Unfortunately, I didn’t enjoy the heroine routes to the same extent. They start off fantastic, exploring themes of school bullying, isolation, feeling as though you don’t belong, simple themes that anyone can relate to with the game doing an excellent job of having them hit hard. However, when things like cults and civil wars rear their ugly heads, all sense of feeling relatable gets thrown out the window, and they begin to really drag their heels into your sense of progression. After all, the first ending makes it relatively clear you’ll need to grab all these other endings to make it further.
The pacing is simply off, as some routes feel like they go on too long, and while a couple of them are great, others are just infuriating, and I was extremely close to just skipping through them to get to the ending so I could move on. Replaying the common route to get to them is much more fun than I would have anticipated, with new events added upon sequential replays, which stops me from just fast-forwarding through to get to the other ends. The baseball minigames and the battle ranking system, which has a swathe of outcomes for comedy gold mock battles you can encounter if you choose, is also lots of fun. The game is also single joy-con friendly if you just want to lounge on your couch or bed without holding a controller.
It’s not a struggle to even get the extra routes, as the game outright locks you out of repeating heroine routes until you obtain the true end. This is where Little Busters! really excels and puts the pedal to the floor as the events of the game spiral towards a masterful conclusion, which was absolutely worth the fifty hours I took to actually get there. When the story beats really kick in, every element begins to snap together. Additionally, this is where the best CGs appear, and the quality of the music reaches fantastic crescendos that fit the more emotional scenes that occur, like a glove.
There’s postgame content too, which features extra minigames such as a dungeon crawler and an FPS area (with optional viable motion controls) and additional story epilogues. Because if you’ve put sixty plus hours in to finish a visual novel, why not set in another ten or twenty doing everything else.

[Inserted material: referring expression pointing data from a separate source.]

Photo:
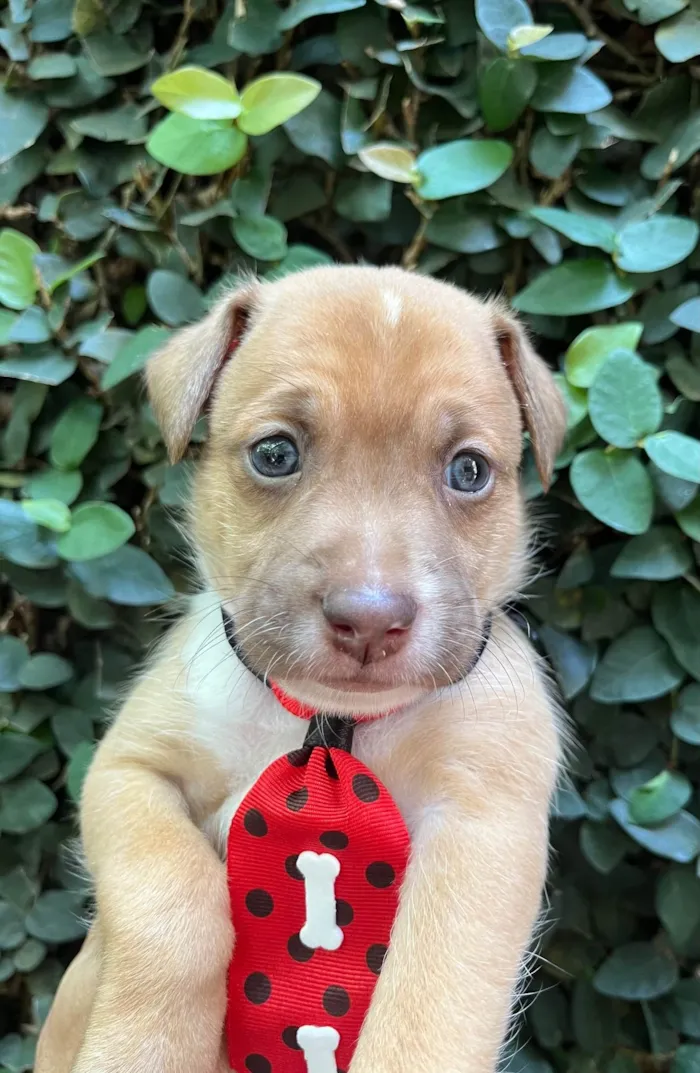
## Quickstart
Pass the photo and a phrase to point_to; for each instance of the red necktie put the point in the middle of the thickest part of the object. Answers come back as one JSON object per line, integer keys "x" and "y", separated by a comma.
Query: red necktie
{"x": 317, "y": 852}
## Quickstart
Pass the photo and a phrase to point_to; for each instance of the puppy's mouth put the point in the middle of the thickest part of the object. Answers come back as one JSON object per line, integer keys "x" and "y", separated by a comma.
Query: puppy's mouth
{"x": 332, "y": 669}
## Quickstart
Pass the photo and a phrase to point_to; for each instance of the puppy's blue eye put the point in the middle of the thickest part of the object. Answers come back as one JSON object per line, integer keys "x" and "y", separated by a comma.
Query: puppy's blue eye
{"x": 275, "y": 456}
{"x": 467, "y": 472}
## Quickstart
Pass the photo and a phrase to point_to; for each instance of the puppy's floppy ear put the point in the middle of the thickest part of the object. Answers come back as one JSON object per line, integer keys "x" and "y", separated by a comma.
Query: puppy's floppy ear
{"x": 542, "y": 407}
{"x": 180, "y": 377}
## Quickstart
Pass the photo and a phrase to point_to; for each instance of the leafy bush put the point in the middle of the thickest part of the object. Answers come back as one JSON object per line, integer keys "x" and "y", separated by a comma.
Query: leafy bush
{"x": 549, "y": 152}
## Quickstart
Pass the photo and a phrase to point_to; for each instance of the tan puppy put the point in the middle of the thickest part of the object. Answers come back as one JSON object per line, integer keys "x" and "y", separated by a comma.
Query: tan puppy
{"x": 356, "y": 511}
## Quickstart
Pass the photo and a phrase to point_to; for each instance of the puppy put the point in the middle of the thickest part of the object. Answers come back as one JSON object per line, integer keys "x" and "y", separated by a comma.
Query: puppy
{"x": 356, "y": 514}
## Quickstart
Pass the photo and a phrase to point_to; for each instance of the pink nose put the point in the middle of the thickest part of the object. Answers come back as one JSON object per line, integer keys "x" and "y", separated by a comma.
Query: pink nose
{"x": 369, "y": 623}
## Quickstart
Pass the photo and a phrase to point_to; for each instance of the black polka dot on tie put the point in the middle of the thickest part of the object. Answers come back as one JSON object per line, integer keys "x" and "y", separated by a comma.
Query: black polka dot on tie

Little Busters! does right by its adventure and romance themes as it offers a bit of everything in the department. While some routes can lose focus, others are there to get things back on track until a genuinely memorable conclusion. The characters just have a way of growing on you through their charming interactions and desire to spend only a little more time together. In retrospect, there were a couple of bad innings, but that doesn’t take away from the home run of a finale the story offers.